All competitors use production-recommended settings, not development defaults. All brokers use native Rust client libraries (rdkafka, lapin, async-nats). Throughput scenarios use each broker’s recommended batching strategy for a fair comparison. Lifecycle scenarios are unbatched for all brokers.

Run make bench-competitive on your hardware to generate comparison tables.

Results

These are reference numbers from a single run. Your results will vary by hardware. All brokers run in Docker containers.
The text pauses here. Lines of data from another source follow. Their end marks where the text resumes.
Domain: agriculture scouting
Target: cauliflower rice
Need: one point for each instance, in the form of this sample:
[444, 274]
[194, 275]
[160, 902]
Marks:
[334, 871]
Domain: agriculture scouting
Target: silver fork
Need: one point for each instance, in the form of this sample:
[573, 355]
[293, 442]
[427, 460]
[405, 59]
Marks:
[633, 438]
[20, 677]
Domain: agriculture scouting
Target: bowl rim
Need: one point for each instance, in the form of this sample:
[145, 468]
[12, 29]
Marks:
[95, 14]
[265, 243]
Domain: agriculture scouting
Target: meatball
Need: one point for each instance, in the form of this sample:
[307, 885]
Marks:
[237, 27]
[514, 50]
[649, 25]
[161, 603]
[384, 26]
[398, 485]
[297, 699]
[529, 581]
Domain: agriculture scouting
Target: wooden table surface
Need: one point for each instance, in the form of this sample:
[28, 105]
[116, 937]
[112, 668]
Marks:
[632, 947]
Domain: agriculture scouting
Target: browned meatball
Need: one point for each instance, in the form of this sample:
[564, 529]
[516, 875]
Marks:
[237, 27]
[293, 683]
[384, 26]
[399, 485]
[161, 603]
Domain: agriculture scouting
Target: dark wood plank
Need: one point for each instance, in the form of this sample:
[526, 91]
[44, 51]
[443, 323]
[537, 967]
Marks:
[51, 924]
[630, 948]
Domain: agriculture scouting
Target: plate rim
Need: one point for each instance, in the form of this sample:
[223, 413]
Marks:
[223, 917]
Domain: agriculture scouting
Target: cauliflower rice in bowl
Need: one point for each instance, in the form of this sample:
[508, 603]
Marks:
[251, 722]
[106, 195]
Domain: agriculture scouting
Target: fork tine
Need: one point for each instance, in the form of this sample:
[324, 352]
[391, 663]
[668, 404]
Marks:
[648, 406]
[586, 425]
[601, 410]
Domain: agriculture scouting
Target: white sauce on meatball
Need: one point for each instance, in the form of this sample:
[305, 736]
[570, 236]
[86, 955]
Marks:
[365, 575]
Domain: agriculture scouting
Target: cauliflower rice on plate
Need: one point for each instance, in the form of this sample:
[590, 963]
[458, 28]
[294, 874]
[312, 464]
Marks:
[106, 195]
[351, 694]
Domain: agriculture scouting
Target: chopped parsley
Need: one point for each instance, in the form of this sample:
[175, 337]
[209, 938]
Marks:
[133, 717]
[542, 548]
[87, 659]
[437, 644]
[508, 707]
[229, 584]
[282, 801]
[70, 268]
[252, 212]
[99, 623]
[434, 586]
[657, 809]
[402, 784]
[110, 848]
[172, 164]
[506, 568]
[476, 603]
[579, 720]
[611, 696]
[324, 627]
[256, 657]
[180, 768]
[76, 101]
Throughput uses each broker’s recommended batching; lifecycle is unbatched.

Throughput (messages/second, batched)

PayloadFilaKafkaRabbitMQNATS
64B
1KB
64KB

Previous unbatched results (Fila 2,637 msg/s vs Kafka 143,278 msg/s at 1KB) were an unfair comparison: Kafka used linger.ms=5 batching while Fila sent 1 message per RPC. The updated benchmark uses each broker’s recommended batching.

End-to-end latency (1KB payload)

PercentileFilaKafkaRabbitMQNATS
p500.92 ms101.62 ms1.46 ms0.29 ms
p952.82 ms105.07 ms3.32 ms0.42 ms
p994.79 ms105.30 ms5.59 ms0.79 ms

Lifecycle throughput (enqueue + consume + ack, 1KB, unbatched)

Brokermsg/s
NATS25,763
Fila2,724
RabbitMQ658
Kafka356

Multi-producer throughput (3 producers, 1KB)

Brokermsg/s
Kafka186,708
NATS150,676
RabbitMQ63,660
Fila6,769

Resource usage

BrokerCPUMemory
NATS1.3%12 MB
Kafka2.1%1,276 MB
Fila3.7%874 MB
RabbitMQ56.8%654 MB

Methodology

Measurement parameters

ParameterValue
Warmup period1 second (discarded)
Measurement window3 seconds
Latency samples100 per level
Runs for CI regression3 (median)
Competitive runs1 (relative comparison)

Limitations

  • Single-node only. All brokers run as single instances. Clustering performance is not tested.
  • No network latency. Brokers run on localhost. Real deployments have network overhead.
  • Docker containers. All brokers run in Docker containers for a fair comparison.
  • Hardware-specific. Results will vary on different hardware. Always include hardware specs when citing numbers.

Reproducing results

Self-benchmarks:

# Build and run the full benchmark suite
cargo bench -p fila-bench --bench system

# Results written to crates/fila-bench/bench-results.json

Competitive benchmarks:

cd bench/competitive

# Run all brokers
make bench-competitive

# Or individual brokers
make bench-kafka
make bench-rabbitmq
make bench-nats
make bench-fila

# Clean up Docker containers
make bench-clean

See bench/competitive/METHODOLOGY.md for complete methodology documentation including broker configuration details and justifications.

CI regression detection

The bench-regression GitHub Actions workflow runs on every push to main and on pull requests:

  • Runs the self-benchmark suite 3 times, takes the median
  • On main pushes: saves results as the baseline
  • On PRs: compares against the baseline and flags regressions exceeding the threshold (default: 10%)
  • Results are uploaded as workflow artifacts for every run

Traceability

Results in this document are from commit 1e5bb0e (2026-03-26). Run cargo bench -p fila-bench --bench system to generate results for the current version. The JSON output includes the commit hash and timestamp for traceability.